In the days when newspapers were known as the Fourth Estate,
copy editors sat around a U-shaped desk, cutting, clarifying and checking
whatever the reporters and news services put out.
We were known as the Masters of Little Known and Useless
Facts...such as the fact that the word restaurateur has no “n” and people from
Ghana are Ghanaians, not Ghanans.
I have accumulated any number of new little known and
useless facts since I started doing crossword puzzles (the definitions of
“olla” and “etui” among them), and during a game of Bananagrams last week I
learned that there are names for the Solfège notes between Do, Re, Mi, Sol, La
and Ti.
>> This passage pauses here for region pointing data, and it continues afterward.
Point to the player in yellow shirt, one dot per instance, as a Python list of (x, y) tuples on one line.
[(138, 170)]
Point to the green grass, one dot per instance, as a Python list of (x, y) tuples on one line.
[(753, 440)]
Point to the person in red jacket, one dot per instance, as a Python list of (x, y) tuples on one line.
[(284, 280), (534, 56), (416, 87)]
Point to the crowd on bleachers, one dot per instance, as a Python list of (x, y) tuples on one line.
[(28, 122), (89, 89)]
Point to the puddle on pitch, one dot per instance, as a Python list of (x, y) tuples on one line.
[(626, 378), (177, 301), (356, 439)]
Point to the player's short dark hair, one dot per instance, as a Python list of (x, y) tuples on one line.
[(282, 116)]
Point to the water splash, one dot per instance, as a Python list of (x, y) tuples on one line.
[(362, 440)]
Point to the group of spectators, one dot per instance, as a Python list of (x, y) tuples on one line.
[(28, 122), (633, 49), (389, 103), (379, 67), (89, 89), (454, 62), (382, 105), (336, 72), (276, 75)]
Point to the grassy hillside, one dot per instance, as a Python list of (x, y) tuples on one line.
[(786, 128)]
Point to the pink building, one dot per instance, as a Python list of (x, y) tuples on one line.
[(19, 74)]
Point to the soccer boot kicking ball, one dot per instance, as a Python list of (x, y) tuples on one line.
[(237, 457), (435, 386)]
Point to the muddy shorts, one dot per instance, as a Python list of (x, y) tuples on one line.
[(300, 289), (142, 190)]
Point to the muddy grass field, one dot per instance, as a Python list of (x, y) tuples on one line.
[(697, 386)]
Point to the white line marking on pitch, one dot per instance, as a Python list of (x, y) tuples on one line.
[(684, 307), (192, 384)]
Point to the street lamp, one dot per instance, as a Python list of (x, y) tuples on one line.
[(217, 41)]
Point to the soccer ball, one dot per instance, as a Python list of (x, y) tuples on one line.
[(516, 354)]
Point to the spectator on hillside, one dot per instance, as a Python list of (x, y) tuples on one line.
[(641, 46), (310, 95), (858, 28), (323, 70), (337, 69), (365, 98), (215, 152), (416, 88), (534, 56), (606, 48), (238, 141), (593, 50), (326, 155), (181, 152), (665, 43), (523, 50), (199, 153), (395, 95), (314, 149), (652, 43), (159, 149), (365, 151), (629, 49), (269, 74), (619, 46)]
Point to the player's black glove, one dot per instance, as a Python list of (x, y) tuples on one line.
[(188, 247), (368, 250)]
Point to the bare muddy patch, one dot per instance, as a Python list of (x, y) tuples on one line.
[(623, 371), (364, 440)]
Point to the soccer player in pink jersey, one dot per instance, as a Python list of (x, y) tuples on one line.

Imagine!
But the most interesting useless fact I’ve come across
recently concerns Queen Anne’s Sign or the Sign of Hertoghe. It is the thinning
or loss of the outer third of the eyebrows, a sign of hypothyroidism often disguised by women with a clever stroke of the eyebrow pencil. Wikipedia
demonstrates Queen Anne’s Sign with a 1612 portrait of Anne of Denmark.
The Fourth Estate, the press, by the way, came after the
First Estate (clergy), the Second Estate (nobility), and the Third Estate,
commoners. The term implied an importance and dignity which not everyone would
accord newspapers since journalism became media.